Nissan Supports Reverse Graffiti Project in U.K.
Graffiti art is frequently stigmatized as something unseemly and dirty, which is quite unfortunate given the potential that the art from has to inspire others. A man by the name of Moose (we assume this is not his given name unless his parents were utter masochists) is looking to help reverse that stigma with a form of graffiti that actually produces art through cleaning.
The process, called reverse graffiti, requires a high-pressure jet washer or wire brush to clean dirt away from surfaces. Moose recently teamed with Nissan, who supplied a LEAF EV and a portable device that used its battery’s energy to power the artist’s jet washer, in order to create an intricate mural of various U.K. landmarks in the subway at Station’s Approach, Waterloo.
“I’ve been using reverse graffiti for fifteen years now – in fact I named it,” said Moose. “My whole ethos is about highlighting the amount of pollution we endure daily using a very positive harmless method that never fails to ask questions about what we accept and what we shouldn’t accept in our environment. For these reasons I was keen to be involved in this project.

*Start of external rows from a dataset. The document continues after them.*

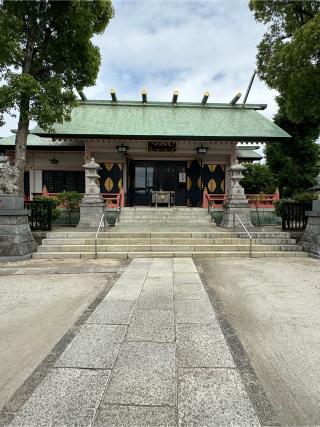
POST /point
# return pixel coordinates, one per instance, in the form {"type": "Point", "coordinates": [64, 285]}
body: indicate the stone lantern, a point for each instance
{"type": "Point", "coordinates": [237, 202]}
{"type": "Point", "coordinates": [16, 240]}
{"type": "Point", "coordinates": [92, 205]}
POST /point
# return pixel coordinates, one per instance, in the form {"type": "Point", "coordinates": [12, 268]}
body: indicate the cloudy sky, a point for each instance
{"type": "Point", "coordinates": [189, 46]}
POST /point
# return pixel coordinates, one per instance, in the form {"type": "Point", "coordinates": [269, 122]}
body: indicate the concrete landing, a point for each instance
{"type": "Point", "coordinates": [152, 353]}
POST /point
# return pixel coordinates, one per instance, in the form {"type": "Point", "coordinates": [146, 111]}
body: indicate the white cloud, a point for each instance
{"type": "Point", "coordinates": [191, 46]}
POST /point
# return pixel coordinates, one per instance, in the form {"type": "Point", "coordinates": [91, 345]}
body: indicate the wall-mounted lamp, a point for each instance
{"type": "Point", "coordinates": [175, 97]}
{"type": "Point", "coordinates": [122, 149]}
{"type": "Point", "coordinates": [54, 161]}
{"type": "Point", "coordinates": [202, 149]}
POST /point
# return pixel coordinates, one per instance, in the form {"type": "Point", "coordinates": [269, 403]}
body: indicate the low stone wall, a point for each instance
{"type": "Point", "coordinates": [266, 216]}
{"type": "Point", "coordinates": [68, 218]}
{"type": "Point", "coordinates": [310, 240]}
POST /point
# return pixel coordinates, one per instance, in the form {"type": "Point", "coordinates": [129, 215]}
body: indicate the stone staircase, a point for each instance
{"type": "Point", "coordinates": [131, 244]}
{"type": "Point", "coordinates": [164, 215]}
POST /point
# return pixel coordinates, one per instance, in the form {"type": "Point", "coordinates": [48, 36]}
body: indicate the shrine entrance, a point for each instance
{"type": "Point", "coordinates": [147, 177]}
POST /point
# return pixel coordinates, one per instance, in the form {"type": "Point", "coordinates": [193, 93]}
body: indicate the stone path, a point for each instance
{"type": "Point", "coordinates": [152, 353]}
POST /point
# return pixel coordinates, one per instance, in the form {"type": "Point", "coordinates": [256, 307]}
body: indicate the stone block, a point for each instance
{"type": "Point", "coordinates": [213, 397]}
{"type": "Point", "coordinates": [112, 312]}
{"type": "Point", "coordinates": [202, 346]}
{"type": "Point", "coordinates": [194, 311]}
{"type": "Point", "coordinates": [142, 416]}
{"type": "Point", "coordinates": [186, 278]}
{"type": "Point", "coordinates": [157, 300]}
{"type": "Point", "coordinates": [66, 397]}
{"type": "Point", "coordinates": [144, 374]}
{"type": "Point", "coordinates": [94, 347]}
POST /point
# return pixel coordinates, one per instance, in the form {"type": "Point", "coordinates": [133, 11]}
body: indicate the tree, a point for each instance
{"type": "Point", "coordinates": [46, 54]}
{"type": "Point", "coordinates": [258, 179]}
{"type": "Point", "coordinates": [295, 163]}
{"type": "Point", "coordinates": [289, 54]}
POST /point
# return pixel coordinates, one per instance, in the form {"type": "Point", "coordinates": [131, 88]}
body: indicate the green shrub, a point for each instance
{"type": "Point", "coordinates": [305, 196]}
{"type": "Point", "coordinates": [69, 199]}
{"type": "Point", "coordinates": [55, 203]}
{"type": "Point", "coordinates": [297, 198]}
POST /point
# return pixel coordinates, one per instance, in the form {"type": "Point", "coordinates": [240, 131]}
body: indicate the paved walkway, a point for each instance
{"type": "Point", "coordinates": [152, 353]}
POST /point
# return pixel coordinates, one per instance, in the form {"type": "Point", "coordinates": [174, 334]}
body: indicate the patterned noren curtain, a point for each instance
{"type": "Point", "coordinates": [110, 177]}
{"type": "Point", "coordinates": [194, 183]}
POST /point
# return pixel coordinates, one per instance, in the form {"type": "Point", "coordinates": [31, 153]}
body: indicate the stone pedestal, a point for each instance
{"type": "Point", "coordinates": [92, 205]}
{"type": "Point", "coordinates": [16, 240]}
{"type": "Point", "coordinates": [237, 202]}
{"type": "Point", "coordinates": [310, 240]}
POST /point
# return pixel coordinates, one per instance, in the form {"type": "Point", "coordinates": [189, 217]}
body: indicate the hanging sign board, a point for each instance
{"type": "Point", "coordinates": [162, 146]}
{"type": "Point", "coordinates": [182, 177]}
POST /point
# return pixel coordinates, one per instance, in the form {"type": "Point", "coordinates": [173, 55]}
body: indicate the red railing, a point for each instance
{"type": "Point", "coordinates": [262, 200]}
{"type": "Point", "coordinates": [255, 200]}
{"type": "Point", "coordinates": [114, 200]}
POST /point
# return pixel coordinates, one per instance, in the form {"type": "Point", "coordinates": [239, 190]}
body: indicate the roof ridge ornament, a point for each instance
{"type": "Point", "coordinates": [205, 98]}
{"type": "Point", "coordinates": [249, 88]}
{"type": "Point", "coordinates": [175, 97]}
{"type": "Point", "coordinates": [235, 99]}
{"type": "Point", "coordinates": [113, 95]}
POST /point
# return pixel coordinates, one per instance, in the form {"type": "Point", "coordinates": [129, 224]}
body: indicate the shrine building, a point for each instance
{"type": "Point", "coordinates": [144, 147]}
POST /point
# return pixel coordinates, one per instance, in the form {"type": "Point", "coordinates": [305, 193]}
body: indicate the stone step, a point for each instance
{"type": "Point", "coordinates": [125, 255]}
{"type": "Point", "coordinates": [163, 241]}
{"type": "Point", "coordinates": [166, 248]}
{"type": "Point", "coordinates": [175, 234]}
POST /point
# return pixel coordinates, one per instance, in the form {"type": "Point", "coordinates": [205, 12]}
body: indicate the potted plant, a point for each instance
{"type": "Point", "coordinates": [69, 200]}
{"type": "Point", "coordinates": [111, 216]}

“Electric cars and alternative fuelling systems provide the brightest future we’ve ever known in the history of the automotive industry in terms of protecting our environment,” added Moose. “It’s a pleasure to be given the opportunity to create public art in this way, and I’m very pleased with the iconic simplicity of the mural and its message.”
The mural is on display now and features Moose’s depiction of famous landmarks such as Buckingham Palace, Battersea Power Station, and The London Eye.